Anyhow, "Messianic Judaism," a.k.a. Christianity, is catching on. Unfortunately, since we're a tiny minority, if a sizable portion of Christians adopt the "Jewish" label, their noise will drown out our signal.

Even more upsetting is that posing as Jews is a tactic that missionaries use to drop Christianity on unsuspecting and vulnerable Jews who are trying to learn more about their Jewish identity. Even irreligious Jews are strongly attached to their identity as Jews and therefore unwilling to listen to missionaries. As a result unscrupulous missionaries package their message as being about Judaism, only springing the Jesus angle later on.

Itunes is collaborating (unwittingly) in their deception.

When I went to the Judaism category, between a quarter and a third of the podcasts featured were actually Christian. Most were labeled as "Messianic this-or-that," which means I can at least filter them out. They shouldn't be in Judaism, but they are relatively forward about what they are.

Others required me to do a google search before I could confirm that they were actually Christian podcasts.

This is completely unacceptable. If we can't keep a category called "Judaism" for podcasts relevant to, well, Judaism, then at least we shouldn't have to sift through listing that are clearly deceptive.

If this annoys you as much as it does me, go to your itunes store for itunes and enter the Judaism category. Feel free to leave some reviews for some of these guys. Don't let them put a stumbling block in front of another Jew:

Jason Sobel
Talking Torah with Jeff Gilbert
Hope of Israel with Sam Nadler

Meanwhile, a warning: Be very careful when you explore websites and podcasts for Jewish learning. Make sure you know the speaker is worth listening to before you invest your precious learning time.

Monday, October 10, 2011

Yom Kippur and onwards

I think that this is how Yom Kippur is supposed to work: We all fast, and push ourselves to new levels of religious devotion. We exhaust ourselves. We promise to do better. The next day, invigorated by our exertion, we do better. Or try to.

This is what actually happens: Two weeks before Rosh Hashanna, I am moving at full speed. I turn over the children's drawers for the seasons. I procure new clothes. I get hair cuts, locate tights, polish shoes, and bake nine loaves of bread. I cook. I style my wig.

In between Rosh Hashannah and Yom Kippur, I wash the piles and piles of laundry that built up over the three-day holiday (more or less everything we own). I remove stains and hand-wash tiny children's formal wear. I hem. I re-hem. I tack up hems. I re-style my wig. I iron. Now there's a rarity. I force the five-year-old through a semblance of reading and math. Also, I plant. I lay down newspaper, then soil, and plant it with onions and garlic. I cover the new seeds with plastic. When they sprout, I mulch. I plant all the spinach.

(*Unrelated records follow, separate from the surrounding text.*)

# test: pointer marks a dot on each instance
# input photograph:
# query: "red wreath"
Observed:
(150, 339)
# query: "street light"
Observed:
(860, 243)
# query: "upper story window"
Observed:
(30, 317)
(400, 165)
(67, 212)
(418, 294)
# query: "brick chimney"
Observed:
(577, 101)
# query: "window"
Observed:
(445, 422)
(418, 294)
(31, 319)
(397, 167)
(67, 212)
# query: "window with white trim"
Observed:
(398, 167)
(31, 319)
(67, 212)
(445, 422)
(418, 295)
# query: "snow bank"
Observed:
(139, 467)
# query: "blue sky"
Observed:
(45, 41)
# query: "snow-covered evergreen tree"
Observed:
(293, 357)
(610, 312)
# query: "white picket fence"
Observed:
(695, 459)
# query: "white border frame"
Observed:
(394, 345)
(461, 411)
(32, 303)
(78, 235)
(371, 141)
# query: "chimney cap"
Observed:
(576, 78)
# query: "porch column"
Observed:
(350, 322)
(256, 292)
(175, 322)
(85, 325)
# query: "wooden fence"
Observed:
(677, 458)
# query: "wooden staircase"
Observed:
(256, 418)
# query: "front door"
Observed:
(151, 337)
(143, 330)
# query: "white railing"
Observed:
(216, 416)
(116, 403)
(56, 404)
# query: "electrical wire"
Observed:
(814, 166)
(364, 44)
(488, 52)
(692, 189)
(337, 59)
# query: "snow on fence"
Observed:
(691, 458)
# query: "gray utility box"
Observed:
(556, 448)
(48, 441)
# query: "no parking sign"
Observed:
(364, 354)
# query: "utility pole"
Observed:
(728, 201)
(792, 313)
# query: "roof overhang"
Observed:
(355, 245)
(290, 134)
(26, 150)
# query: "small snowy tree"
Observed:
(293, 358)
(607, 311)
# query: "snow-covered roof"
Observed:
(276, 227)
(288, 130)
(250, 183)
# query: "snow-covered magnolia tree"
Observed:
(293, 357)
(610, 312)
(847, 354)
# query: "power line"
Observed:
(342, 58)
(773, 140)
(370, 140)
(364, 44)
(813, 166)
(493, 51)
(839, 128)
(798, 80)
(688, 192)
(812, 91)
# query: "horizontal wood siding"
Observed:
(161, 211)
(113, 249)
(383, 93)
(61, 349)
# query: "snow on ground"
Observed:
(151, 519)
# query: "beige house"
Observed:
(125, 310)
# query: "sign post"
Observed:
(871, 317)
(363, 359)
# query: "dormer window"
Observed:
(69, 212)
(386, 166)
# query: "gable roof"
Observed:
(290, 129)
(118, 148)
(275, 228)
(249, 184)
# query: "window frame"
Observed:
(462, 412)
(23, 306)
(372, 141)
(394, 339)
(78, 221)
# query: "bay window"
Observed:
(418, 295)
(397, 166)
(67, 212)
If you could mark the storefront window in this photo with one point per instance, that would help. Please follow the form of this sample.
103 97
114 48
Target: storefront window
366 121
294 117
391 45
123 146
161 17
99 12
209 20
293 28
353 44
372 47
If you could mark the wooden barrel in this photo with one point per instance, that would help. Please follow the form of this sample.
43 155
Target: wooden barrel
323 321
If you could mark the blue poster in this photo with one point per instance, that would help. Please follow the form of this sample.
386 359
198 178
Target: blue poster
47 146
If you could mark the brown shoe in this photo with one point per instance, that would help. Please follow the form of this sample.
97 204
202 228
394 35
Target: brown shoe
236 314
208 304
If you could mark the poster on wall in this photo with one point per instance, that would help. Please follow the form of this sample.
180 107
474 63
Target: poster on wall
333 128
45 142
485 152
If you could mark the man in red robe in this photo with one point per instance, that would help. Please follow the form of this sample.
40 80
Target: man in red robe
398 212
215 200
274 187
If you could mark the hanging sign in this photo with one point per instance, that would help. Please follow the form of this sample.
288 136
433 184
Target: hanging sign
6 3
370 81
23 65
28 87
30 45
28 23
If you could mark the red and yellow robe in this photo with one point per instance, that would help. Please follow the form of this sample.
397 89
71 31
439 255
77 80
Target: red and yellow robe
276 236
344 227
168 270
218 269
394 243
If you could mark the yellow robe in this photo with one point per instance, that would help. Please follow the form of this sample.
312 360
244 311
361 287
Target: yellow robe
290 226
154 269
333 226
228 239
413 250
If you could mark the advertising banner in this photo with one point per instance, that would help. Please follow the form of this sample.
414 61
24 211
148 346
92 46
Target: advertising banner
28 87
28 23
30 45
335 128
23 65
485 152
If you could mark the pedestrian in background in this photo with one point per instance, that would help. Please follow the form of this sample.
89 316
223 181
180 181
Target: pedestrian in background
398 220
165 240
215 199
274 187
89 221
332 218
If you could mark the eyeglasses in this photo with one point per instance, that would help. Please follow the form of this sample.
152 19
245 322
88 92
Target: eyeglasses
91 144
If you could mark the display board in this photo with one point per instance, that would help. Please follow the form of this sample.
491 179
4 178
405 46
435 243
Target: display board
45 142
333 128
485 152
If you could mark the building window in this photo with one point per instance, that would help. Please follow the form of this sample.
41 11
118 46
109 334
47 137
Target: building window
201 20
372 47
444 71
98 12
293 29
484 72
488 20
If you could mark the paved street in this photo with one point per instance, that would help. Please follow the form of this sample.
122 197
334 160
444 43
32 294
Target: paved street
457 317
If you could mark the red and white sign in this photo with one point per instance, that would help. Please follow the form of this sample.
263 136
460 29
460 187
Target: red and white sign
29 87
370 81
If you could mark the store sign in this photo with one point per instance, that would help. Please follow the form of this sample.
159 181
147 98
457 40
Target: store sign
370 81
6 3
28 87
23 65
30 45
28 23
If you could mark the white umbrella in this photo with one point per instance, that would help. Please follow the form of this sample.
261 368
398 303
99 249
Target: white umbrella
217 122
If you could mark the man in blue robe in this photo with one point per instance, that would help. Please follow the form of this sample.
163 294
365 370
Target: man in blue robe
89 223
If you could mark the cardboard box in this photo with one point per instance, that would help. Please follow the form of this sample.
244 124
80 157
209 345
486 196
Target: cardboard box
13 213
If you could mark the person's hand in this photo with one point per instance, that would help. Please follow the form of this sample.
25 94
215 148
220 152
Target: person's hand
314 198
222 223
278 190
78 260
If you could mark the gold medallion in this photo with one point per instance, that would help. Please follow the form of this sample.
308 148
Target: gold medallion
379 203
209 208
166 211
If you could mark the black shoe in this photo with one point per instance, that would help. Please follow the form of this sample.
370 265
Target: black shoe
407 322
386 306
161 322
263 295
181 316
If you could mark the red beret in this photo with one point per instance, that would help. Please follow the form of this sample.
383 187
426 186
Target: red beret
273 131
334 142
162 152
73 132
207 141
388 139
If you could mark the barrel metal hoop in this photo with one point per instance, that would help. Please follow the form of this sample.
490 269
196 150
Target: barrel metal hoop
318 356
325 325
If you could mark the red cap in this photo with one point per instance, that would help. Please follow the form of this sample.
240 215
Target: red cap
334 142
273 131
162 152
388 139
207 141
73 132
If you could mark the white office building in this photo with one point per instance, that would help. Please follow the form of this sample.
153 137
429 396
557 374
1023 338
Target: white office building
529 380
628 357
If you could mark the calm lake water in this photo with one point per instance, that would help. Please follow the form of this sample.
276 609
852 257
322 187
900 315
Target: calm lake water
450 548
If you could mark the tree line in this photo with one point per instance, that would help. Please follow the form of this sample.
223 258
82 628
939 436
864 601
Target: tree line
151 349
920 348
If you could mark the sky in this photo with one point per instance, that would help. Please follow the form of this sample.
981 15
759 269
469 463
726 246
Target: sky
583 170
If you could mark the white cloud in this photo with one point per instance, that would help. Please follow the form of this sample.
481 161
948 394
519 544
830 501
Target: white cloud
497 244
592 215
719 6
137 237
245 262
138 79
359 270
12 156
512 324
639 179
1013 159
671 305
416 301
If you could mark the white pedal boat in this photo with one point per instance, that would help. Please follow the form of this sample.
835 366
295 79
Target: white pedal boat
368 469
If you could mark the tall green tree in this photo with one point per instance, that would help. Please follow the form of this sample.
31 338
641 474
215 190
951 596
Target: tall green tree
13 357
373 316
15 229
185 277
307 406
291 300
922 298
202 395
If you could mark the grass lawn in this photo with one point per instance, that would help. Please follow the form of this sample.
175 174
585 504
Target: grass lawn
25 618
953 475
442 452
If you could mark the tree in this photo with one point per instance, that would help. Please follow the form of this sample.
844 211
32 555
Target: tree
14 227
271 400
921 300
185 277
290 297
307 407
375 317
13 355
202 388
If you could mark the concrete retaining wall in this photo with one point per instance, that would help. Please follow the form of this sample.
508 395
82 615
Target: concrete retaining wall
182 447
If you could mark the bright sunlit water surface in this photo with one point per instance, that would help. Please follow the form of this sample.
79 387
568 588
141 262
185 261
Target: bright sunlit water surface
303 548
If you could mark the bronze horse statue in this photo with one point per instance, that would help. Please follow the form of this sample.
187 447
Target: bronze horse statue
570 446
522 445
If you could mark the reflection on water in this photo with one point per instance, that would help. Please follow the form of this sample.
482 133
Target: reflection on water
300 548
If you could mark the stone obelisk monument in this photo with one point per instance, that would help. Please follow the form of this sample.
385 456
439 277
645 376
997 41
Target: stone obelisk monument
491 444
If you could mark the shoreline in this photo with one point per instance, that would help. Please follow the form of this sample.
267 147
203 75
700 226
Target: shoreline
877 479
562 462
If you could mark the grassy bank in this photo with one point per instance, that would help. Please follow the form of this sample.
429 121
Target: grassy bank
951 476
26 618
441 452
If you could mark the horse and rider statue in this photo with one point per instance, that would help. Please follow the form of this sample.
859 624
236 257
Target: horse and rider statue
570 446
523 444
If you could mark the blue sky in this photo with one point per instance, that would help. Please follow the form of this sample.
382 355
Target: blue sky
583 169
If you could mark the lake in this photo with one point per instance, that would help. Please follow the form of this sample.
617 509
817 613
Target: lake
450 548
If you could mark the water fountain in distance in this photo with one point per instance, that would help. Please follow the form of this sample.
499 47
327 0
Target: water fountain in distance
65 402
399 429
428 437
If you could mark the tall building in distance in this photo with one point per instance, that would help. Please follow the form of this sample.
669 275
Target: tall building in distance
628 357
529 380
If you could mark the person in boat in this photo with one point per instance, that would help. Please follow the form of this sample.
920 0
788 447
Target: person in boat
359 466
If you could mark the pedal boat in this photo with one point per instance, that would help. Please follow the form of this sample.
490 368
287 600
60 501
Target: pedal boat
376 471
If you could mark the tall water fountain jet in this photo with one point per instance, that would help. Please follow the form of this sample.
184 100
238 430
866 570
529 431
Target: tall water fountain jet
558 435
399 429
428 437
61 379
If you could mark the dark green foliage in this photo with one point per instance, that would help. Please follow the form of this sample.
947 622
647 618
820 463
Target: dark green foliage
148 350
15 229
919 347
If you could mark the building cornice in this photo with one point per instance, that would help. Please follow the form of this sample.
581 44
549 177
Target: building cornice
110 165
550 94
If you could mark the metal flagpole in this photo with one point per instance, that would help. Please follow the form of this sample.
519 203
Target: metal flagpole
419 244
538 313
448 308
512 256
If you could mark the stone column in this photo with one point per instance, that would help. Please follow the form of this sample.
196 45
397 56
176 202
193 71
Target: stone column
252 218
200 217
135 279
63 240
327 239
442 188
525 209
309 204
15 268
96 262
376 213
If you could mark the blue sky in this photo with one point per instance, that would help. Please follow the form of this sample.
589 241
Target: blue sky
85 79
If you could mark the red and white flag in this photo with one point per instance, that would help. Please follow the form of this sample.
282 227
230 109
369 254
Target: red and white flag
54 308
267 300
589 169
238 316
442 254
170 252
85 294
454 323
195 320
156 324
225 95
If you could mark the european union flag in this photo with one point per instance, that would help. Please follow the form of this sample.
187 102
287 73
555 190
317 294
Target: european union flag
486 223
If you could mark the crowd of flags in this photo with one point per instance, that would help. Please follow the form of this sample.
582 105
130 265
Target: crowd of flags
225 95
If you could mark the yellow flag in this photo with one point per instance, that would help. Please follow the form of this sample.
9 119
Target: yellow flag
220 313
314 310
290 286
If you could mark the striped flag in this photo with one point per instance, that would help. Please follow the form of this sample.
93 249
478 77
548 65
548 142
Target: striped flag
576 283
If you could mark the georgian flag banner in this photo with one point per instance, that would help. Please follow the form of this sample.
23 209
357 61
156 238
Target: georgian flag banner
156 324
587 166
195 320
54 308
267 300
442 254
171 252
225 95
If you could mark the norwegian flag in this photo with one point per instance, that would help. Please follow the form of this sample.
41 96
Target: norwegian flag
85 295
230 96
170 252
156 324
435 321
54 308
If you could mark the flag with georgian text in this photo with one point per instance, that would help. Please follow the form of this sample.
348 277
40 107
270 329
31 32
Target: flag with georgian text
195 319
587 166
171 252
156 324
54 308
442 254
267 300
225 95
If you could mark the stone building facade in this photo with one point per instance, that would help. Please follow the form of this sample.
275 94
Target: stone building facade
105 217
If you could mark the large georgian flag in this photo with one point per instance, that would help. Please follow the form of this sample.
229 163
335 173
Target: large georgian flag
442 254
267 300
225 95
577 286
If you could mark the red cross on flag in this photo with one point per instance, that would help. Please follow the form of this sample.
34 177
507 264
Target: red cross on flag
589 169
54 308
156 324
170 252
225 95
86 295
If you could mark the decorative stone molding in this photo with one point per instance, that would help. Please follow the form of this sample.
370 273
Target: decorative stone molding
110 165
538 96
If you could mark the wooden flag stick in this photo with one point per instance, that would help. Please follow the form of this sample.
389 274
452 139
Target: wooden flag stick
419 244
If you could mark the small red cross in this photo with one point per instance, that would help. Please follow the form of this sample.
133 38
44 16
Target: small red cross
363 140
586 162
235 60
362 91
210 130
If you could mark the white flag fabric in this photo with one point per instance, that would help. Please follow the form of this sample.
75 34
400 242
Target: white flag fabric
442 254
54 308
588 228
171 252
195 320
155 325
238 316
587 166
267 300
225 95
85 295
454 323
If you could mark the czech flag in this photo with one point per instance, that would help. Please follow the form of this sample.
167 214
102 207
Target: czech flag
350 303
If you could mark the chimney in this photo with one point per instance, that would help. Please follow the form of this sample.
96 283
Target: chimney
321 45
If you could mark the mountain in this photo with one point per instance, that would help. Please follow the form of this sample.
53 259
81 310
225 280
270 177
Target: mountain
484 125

Also, our toilet decided to turn its slow leak into a somewhat less slow, really too fast for comfort leak. As a result we're having bathroom disruption. Don't worry! There's another bathroom in the basement! Of course, I had closed it up (because I don't want to clean two toilets) and the kids are afraid to go down there alone. We're using the opportunity to paint over the ugly green paneling with a charming shade known as "what we already had extra of." So add "sporadic use of a bathroom" to the balls that must be kept in the air.

At the pre-Yom Kippur meal, there were signs all was not going according to plan. I botched both the rice (undercooked) and the bread (over-risen). The rice was crunchy. The children didn't notice, because they were busy fighting over ownership of a glow-in-the-dark sticker.

Then we fast for 25 hours from food and water.

The day after Yom Kippur, I have a tiny mini breakdown. It involves crying a lot, and not having any desire to better myself, or to sit outside in the rain in a plastic hut.

Also, my husband's relatives are coming.

Also, we're taking his father's dog for the duration.

It's been pouring rain every night for three straight nights.